Tout comme Liszt dont il est considéré comme le digne successeur, Dohnányi est un musicien hongrois aux dons exceptionnels, à la fois compositeur d’envergure, pianiste virtuose, chef d’orchestre et pédagogue réputé ayant formé à l’Académie de Musique Franz Liszt de Budapest toute une génération d’élèves talentueux comme Géza Anda, Annie Fischer, György Cziffra, Georg Solti etc.
Contrairement à ses condisciples Bartók et Kodály, Dohnányi, au tournant du vingtième siècle, ne pourra se résoudre à adopter dans ses compositions les nouveaux langages nationalistes alors en pleine gestation initiés par Debussy, Stravinsky, Prokofiev, Szymanowski, Ravel, Busoni etc, langages que pourtant il appréciait et interprétait en public.
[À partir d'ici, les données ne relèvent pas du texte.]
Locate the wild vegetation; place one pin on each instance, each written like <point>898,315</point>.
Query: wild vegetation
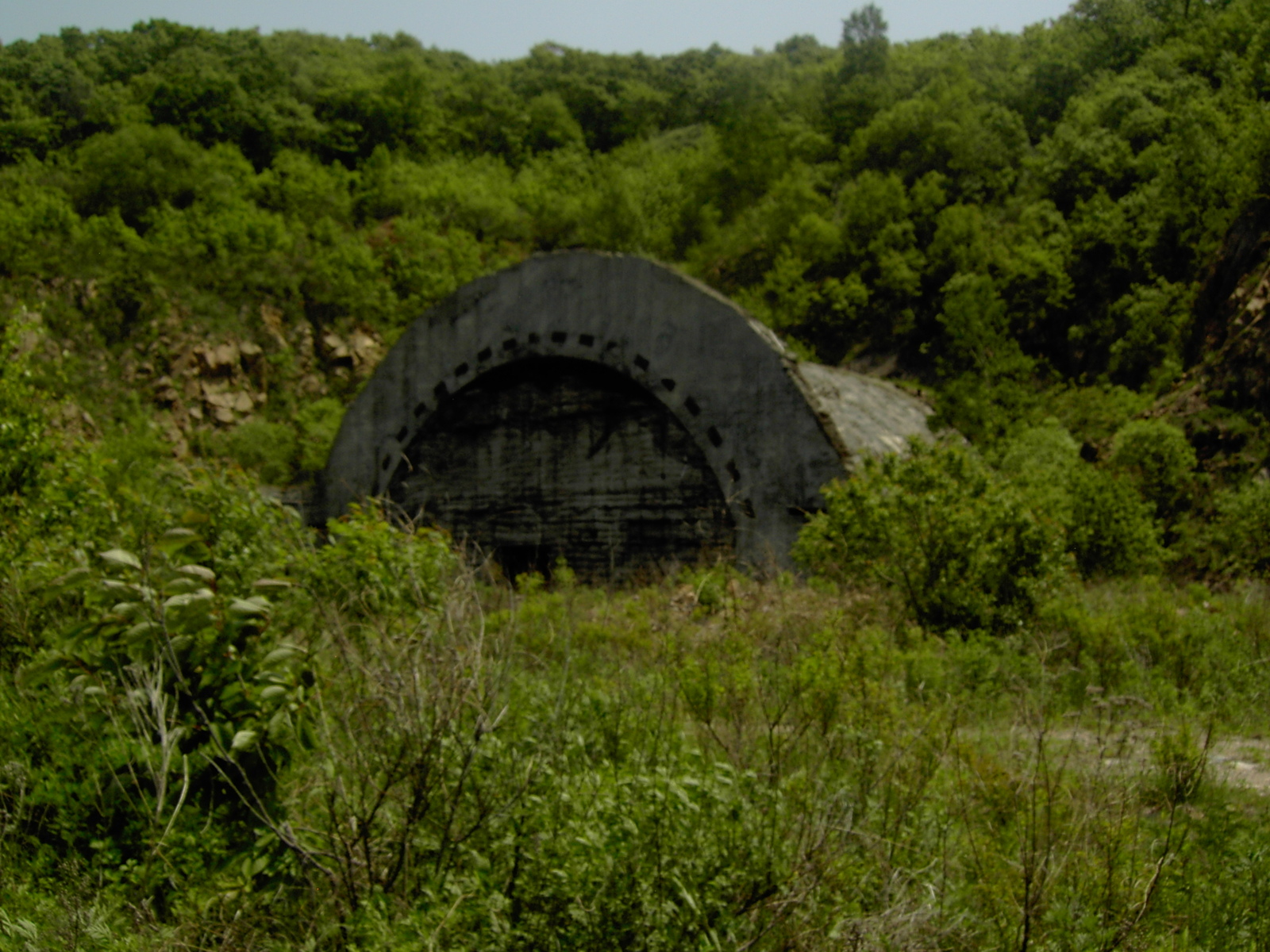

La Suite dans le style ancien composée en 1913 est vraisemblablement un aveu subliminal de cette impossibilité.
Cette aisance digitale époustouflante, Dohnányi va la mettre au service de ses propres œuvres dont il laissera de nombreux enregistrements qui s’étalent de novembre 1929 à janvier 1960, un mois avant sa disparition.
Dans un langage post-romantique assumé, Dohnányi compose beaucoup d’œuvres d’inspiration diverses y compris dans le domaine des transcriptions et des paraphrases à la Liszt, où sa virtuosité fait merveille.
Alors très à la mode au dix-neuvième siècle, Dohnányi compose des paraphrases qui sont à la fois spirituelles, virtuoses et élégantes. Certes moins nombreuses que celles de Liszt, elles n’ont cependant rien à leur envier au niveau de leur qualité.
Sofja Gülbadamova nous en propose deux particulièrement caractéristiques qui ouvrent et terminent son enregistrement.
La première paraphrase est écrite d’après la valse lente de l’Acte I du Ballet Coppélia de Léo Delibes (paraphrase enregistrée naguère par Dohnányi et aussi par Géza Anda) où la pianiste allie l’élégance stylistique à l’humour raffiné. La seconde paraphrase tout en panache qui termine brillamment ce disque fait référence aux origines hongroises de Dohnányi qui choisit pour thème l’air célèbre du trésor tiré du Baron Tsigane de Johann Strauss fils.
Dohnányi a composé de nombreuses pièces pour piano originales rappelant encore ses origines hongroises comme cette touchante et simple Pastorale sur un chant de Noël hongrois et les Variations sur un chant populaire hongrois Opus 29 où il s’approche progressivement de Bartók sans pourtant renoncer à son langage romantique où plane l’ombre de Brahms.
Dans les deux cahiers Suite dans le style ancien opus 24 et les Trois pièces opus 23, Ernö Dohnányi montre toute la diversité de son inspiration et si la Suite dans le style ancien pâtit quelque peu d’une écriture trop chargée et complexe, en revanche les trois pièces opus 23 (Aria – Valse impromptu – Capriccio) sont des petits chefs-d’œuvre d’inventivité, de lyrisme et de poésie trouvant une apothéose dans la dernière, le Capriccio, œuvre pétillante et fougueuse à souhait.